C. RÉSOLUTION SUR LA PROPOSITION DE DÉCISION DU CONSEIL PORTANT CRÉATION DE L'OFFICE EUROPÉEN DE POLICE (EUROPOL) (14 FÉVRIER 2007)

Sur le rapport de notre collègue Jean-Patrick Courtois, la commission avait adopté le 14 février 2007 une résolution 11 ( * ) , devenue résolution du Sénat, sur un projet de décision du Conseil portant création de l'Office européen de police (Europol).

La proposition de résolution avait un unique objet : exiger une meilleure association des parlements nationaux au contrôle des activités d'Europol , en particulier à travers la création d'une commission, composée de parlementaires européens et nationaux, chargée du suivi des activités d'Europol.

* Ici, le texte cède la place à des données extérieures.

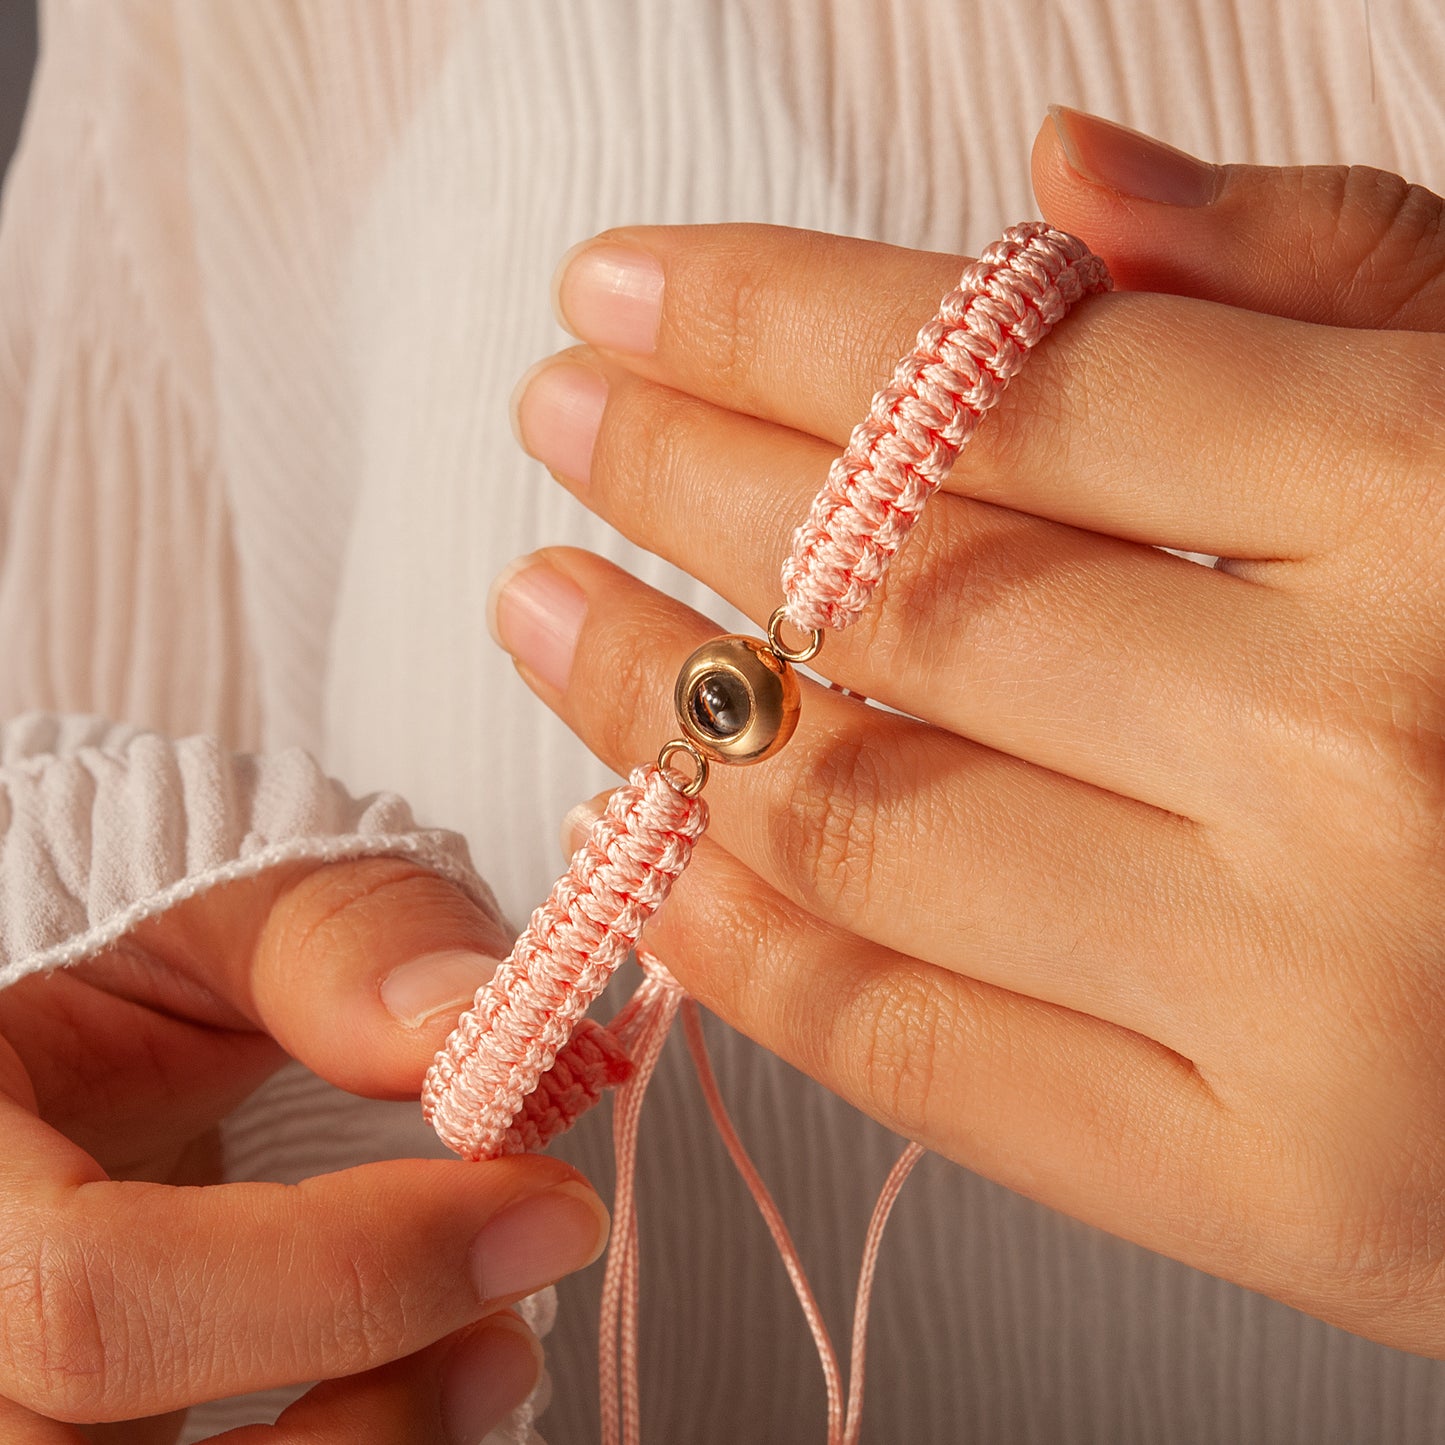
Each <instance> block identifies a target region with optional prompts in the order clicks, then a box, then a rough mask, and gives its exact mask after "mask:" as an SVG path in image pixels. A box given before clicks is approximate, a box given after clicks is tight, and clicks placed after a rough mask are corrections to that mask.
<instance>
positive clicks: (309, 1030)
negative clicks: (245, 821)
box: [251, 858, 512, 1098]
mask: <svg viewBox="0 0 1445 1445" xmlns="http://www.w3.org/2000/svg"><path fill="white" fill-rule="evenodd" d="M510 949H512V935H510V931H507V929H504V928H503V925H501V923H500V922H499V920H497V919H494V918H491V916H490V915H488V913H484V912H483V910H481V909H480V907H478V906H477V905H475V903H473V902H471V899H468V897H467V896H465V894H464V893H462V892H461V890H460V889H457V887H455V886H454V884H451V883H448V881H447V880H445V879H439V877H436V876H435V874H434V873H429V871H428V870H425V868H422V867H418V866H416V864H415V863H409V861H406V860H403V858H361V860H358V861H354V863H344V864H331V866H328V867H324V868H318V870H316V871H315V873H311V874H309V876H306V877H303V879H302V880H301V881H299V883H296V884H295V886H293V887H290V889H288V890H286V892H285V893H283V894H282V896H280V897H279V899H277V900H276V903H275V905H273V907H272V910H270V916H269V919H267V923H266V928H264V929H263V931H262V935H260V939H259V944H257V949H256V957H254V962H253V970H251V990H253V996H254V1000H256V1007H257V1013H259V1016H260V1022H262V1023H263V1025H264V1027H266V1029H267V1030H269V1032H270V1035H272V1036H273V1038H275V1039H276V1040H277V1042H279V1043H280V1045H282V1046H283V1048H285V1049H286V1051H288V1052H289V1053H290V1055H292V1056H293V1058H298V1059H301V1061H302V1064H305V1065H306V1066H308V1068H311V1069H312V1071H315V1072H316V1074H319V1075H321V1077H322V1078H327V1079H329V1081H331V1082H332V1084H337V1085H340V1087H341V1088H345V1090H351V1091H353V1092H355V1094H370V1095H374V1097H392V1098H415V1097H416V1095H418V1092H419V1091H420V1087H422V1075H423V1074H425V1072H426V1066H428V1065H429V1064H431V1062H432V1058H434V1055H435V1053H436V1051H438V1049H439V1048H441V1046H442V1043H444V1042H445V1040H447V1035H448V1033H449V1032H451V1030H452V1029H454V1027H455V1026H457V1019H458V1017H460V1016H461V1013H462V1012H464V1010H467V1009H470V1007H471V1003H473V997H474V996H475V993H477V990H478V988H480V987H481V985H483V984H486V983H487V981H488V980H490V978H491V975H493V972H496V968H497V964H499V962H500V961H501V959H503V958H506V955H507V954H509V952H510Z"/></svg>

Il s'agit d'une idée ancienne régulièrement évoquée, voire soutenue, par l'ensemble des institutions européennes et nationales, mais qui ne se concrétise jamais. En novembre 2003, votre commission avait d'ailleurs adopté une proposition de résolution, devenue résolution du Sénat, ayant déjà pour seul objet la création d'une commission parlementaire de contrôle d'Europol .

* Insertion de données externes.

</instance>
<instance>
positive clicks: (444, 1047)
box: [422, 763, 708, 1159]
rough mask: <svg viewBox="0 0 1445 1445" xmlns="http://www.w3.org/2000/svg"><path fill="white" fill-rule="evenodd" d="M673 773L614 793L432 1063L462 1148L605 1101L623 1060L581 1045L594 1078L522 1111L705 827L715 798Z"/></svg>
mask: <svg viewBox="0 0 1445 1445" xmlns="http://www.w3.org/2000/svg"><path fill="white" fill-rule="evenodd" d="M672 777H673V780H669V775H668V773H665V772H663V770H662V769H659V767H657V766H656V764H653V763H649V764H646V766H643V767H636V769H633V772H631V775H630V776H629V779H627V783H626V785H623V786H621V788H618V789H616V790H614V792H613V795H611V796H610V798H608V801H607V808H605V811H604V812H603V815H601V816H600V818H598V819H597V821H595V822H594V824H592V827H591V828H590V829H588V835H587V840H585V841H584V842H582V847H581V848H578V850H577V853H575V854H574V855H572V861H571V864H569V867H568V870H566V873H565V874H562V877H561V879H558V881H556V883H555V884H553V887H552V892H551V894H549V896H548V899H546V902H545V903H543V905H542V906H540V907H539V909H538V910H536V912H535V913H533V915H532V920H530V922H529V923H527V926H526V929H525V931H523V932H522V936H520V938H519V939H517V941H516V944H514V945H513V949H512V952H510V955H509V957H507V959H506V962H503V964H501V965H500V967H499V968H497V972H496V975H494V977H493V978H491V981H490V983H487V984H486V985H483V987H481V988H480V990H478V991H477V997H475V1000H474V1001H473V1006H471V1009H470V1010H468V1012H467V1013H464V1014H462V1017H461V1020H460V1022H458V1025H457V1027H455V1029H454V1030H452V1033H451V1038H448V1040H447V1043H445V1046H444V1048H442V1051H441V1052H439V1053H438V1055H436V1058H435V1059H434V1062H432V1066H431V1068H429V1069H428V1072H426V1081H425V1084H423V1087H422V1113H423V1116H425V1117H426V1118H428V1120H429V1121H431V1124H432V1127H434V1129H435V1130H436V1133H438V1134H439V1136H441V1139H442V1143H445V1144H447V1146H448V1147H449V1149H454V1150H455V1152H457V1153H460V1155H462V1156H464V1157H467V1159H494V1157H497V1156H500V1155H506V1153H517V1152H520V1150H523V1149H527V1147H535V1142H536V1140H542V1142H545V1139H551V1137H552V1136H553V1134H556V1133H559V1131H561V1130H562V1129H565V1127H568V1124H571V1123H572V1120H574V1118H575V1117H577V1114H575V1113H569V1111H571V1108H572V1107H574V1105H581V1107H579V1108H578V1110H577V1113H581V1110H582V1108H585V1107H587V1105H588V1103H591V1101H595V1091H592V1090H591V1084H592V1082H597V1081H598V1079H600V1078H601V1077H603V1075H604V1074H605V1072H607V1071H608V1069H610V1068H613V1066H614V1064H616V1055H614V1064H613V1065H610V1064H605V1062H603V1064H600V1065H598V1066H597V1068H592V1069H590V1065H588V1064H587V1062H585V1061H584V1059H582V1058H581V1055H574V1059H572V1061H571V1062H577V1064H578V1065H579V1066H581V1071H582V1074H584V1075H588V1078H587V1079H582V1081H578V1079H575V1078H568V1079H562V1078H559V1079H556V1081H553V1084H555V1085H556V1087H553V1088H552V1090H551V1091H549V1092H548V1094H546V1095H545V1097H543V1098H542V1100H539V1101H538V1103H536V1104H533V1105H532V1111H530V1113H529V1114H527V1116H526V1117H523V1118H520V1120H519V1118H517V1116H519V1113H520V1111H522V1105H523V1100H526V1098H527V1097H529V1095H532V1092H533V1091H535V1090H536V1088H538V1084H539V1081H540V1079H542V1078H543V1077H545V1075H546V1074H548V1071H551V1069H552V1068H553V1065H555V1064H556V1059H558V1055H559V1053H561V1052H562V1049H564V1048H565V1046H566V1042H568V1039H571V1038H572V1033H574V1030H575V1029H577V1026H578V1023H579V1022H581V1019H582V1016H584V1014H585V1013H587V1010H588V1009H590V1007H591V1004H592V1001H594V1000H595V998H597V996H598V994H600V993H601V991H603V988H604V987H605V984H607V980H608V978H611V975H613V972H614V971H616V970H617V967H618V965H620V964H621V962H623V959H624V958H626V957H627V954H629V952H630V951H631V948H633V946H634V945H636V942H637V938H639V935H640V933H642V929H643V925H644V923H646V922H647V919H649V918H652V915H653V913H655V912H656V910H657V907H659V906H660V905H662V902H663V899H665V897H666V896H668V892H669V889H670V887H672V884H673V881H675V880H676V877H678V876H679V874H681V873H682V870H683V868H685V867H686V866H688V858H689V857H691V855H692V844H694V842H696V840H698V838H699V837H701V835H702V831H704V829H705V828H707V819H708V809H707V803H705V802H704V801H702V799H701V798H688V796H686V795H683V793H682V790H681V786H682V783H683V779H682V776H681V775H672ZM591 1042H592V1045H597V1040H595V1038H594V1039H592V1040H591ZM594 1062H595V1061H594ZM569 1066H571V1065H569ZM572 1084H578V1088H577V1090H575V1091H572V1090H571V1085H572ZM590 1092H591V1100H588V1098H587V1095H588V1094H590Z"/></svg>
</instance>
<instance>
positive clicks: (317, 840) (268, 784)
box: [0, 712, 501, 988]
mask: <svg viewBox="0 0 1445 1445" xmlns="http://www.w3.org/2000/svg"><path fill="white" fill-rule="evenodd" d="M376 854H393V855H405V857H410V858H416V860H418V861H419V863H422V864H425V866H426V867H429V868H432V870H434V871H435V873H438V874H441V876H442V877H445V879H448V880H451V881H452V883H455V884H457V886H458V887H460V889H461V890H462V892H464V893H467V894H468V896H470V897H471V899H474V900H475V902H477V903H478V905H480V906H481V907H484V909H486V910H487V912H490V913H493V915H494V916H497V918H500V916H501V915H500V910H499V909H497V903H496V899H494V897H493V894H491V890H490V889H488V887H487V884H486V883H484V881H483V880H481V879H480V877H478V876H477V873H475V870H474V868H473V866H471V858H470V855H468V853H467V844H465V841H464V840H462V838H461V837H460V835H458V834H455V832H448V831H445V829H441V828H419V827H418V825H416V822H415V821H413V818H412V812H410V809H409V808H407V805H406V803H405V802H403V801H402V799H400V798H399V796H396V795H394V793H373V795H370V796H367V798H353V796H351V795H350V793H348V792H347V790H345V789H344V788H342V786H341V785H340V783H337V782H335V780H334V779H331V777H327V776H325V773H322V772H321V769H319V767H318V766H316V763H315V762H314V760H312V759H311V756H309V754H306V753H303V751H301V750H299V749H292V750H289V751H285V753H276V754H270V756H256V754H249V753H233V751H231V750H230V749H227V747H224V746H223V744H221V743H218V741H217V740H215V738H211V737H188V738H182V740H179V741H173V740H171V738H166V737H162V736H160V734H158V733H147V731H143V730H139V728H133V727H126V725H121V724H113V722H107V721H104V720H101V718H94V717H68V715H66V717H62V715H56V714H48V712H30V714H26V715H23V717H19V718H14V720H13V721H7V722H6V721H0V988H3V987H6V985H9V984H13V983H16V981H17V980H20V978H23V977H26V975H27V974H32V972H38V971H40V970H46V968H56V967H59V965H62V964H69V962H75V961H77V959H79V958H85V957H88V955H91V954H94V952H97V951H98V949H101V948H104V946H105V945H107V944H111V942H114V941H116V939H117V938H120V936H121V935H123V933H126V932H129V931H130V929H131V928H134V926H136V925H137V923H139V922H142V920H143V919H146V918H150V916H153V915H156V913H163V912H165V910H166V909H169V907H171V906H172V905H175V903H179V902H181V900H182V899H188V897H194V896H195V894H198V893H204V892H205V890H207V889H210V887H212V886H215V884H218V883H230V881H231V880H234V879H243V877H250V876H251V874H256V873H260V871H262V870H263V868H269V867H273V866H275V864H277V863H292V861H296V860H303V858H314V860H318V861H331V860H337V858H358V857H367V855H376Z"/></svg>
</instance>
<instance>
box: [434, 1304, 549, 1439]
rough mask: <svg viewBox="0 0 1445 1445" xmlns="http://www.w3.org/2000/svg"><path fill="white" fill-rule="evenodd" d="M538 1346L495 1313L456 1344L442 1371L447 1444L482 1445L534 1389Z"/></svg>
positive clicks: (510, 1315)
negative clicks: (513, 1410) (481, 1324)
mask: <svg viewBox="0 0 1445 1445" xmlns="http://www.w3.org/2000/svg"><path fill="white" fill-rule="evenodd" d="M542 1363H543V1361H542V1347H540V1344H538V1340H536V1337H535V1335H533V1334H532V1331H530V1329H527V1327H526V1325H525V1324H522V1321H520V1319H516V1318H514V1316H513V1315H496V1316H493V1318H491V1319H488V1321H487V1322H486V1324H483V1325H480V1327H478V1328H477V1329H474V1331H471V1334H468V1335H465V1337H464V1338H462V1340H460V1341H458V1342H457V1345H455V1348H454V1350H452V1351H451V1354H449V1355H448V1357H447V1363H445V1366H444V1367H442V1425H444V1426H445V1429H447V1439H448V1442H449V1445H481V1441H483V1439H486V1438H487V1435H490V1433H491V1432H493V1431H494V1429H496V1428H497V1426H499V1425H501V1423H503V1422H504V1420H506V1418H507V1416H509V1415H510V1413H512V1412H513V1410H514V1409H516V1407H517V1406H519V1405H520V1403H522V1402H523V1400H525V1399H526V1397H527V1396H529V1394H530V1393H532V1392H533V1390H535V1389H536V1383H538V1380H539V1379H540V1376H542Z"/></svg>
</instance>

Saisi du projet de décision, le Parlement européen a rendu un avis consultatif dans lequel il préconise également qu' « afin de garantir un débat démocratique avec la société civile et un meilleur contrôle des activités d'Europol, le président du conseil d'administration ou le directeur d'Europol présente les priorités d'Europol pour l'année suivante à une commission mixte composée de députés du Parlement européen et de députés des parlements nationaux ».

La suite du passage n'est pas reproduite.